Regulation of pchP gene in Pseudomonas aeuginosa

MASSIMELLI, MJ; CHOI, KH; BEASSONI, PR; DOMENECH, CE; SCHWEIZER, HP; LISA, AT

Rosario, Argentina

Congreso; XLII Reunión Anual, Sociedad Argentina de Investigación en Bioquímica y Biología Molecular (SAIB); 2006

Sociedad Argentina de Investigación en Bioquímica y Biología Molecular (SAIB)

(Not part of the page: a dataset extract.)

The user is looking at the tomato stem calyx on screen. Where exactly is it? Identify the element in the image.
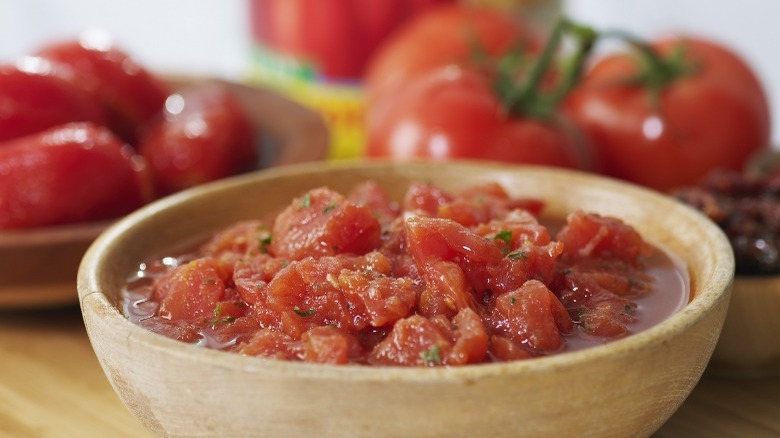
[496,19,599,120]
[602,30,698,107]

Taking advantage of the recent identification of the gene encoding for phosphorylcholine phosphatase enzyme, named pchP, we proposed to elucidate the molecular mechanisms governing its expression in P. aeruginosa. We showed that this gene is principally transcribed as a monocistronic mRNA. Consistently, a functional promoter was found in the intergenic region immediately upstream of pchP. b-gal activity measurements showed that pchP promoter is induced by choline and derivatives, and it is shut down by addition of succinate plus ammonium. By fusing different fragments of the pchP upstream region to a promoter-less lacZ reporter gene, the region from –74 to –55 was shown to include the most likely pchP promoter. PA5293, a putative LysR-type regulator-encoding gene, is located usptream of pchP. A deletion mutant of this gene, which will henceforth be called pchT, was constructed. DpchT mutant produced greatly reduced levels of PChP activity in periplasmic extract, but the deletion of this gene did not affect pchP promoter activity. The DpchT mutant also showed up to 8-fold increase in pchP transcription, relative to the wild-type strain, atributed to a constitutive increase of transcription from pchT promoter. This indicates that this LysR regulator is not involved in the regulation of pchP promoter at the transcriptional level, at least not under the conditions employed in this study.